Independent Spotlight is a continuing series on Stewart’s blog. The series revolves around independent artists and bands sending their music to Brett to review. No band is promised a positive review, and all music is reviewed honestly in an effort to better independent music.
In this morning’s edition of the Independent Spotlight, we shine our gaze on TheVoice, an independent hip hop and neo soul performer hailing from Denver, Colorado. Her latest studio endeavor, a three song EP entitled ‘WorldWide,’ recently debuted and is available on all major digital music platforms. Is the short collection worth delving into? Or does TheVoice fall victim to the predictable tropes the vast majority of her indie hip hop counterparts do? Let’s explore her new tracks to find out.
‘Just Stop By,’ the opening track on ‘WorldWide,’ is perhaps the album’s most obvious showcase of why TheVoice differentiates herself from the noise of her genre in such a unique way.
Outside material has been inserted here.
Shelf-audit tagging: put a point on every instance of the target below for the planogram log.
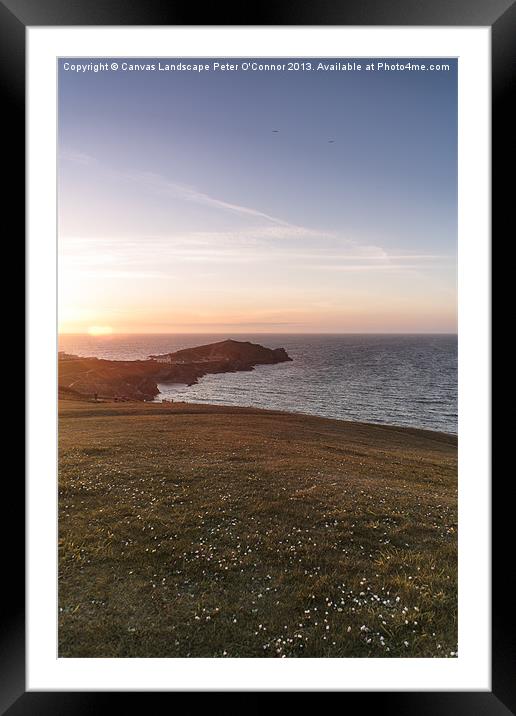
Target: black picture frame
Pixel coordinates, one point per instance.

She isn’t just a hip hop artist. The soul influence is abundantly apparent, and ‘Just Stop By’ is an especially suave single that provides TheVoice a platform to exhibit her prowess as a soulful vocalist, too. There are very few hip hop artists with a lovely singing voice. TheVoice is one of them.
Lyrically, ‘Just Stop By’ is very well penned, too. It’s an anthem of self-love and independence wrapped in a love ballad. This is a unique twist, because TheVoice isn’t just gushing over a romantic interest. She’s also making a stance about her own strength and individuality. This sets the tone of the EP as well. ‘WorldWide,’ the second and titular track, is an especially articulate commentary on the dire social and politic of the world that doesn’t take shots across the bow at a specific party or individual. It’s a compassionate song… there aren’t enough of those nowadays, making it most welcome.
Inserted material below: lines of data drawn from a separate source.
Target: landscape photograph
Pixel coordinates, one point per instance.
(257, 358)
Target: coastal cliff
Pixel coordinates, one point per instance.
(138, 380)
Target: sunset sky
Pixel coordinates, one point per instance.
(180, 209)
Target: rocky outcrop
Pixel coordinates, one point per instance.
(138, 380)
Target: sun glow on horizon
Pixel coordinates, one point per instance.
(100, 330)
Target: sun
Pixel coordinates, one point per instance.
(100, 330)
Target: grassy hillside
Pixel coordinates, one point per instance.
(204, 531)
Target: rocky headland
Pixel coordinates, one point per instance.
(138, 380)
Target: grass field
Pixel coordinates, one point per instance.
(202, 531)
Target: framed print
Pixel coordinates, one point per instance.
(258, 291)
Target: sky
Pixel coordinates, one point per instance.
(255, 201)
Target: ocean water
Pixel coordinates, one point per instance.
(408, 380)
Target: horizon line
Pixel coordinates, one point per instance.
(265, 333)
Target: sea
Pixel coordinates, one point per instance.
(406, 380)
The final track, ‘Hater Syndrome,’ lasers in on a culture inundated with judgement and hostility. TheVoice goes as far to argue that hatred is a sickness of sorts, one that’s best remedied through positive discourse and collaboration. The slick production suits TheVoice well, too. She doesn’t just avoid the lyrical potholes many artists drive straight into in the hip hop community. She also avoids the lackluster, Garageband preset beat style I get across my desk on a daily basis.
Give ‘WorldWide’ a spin. It’s a superb indie hip hop record with a fantastic message that’s remarkably well performed and produced.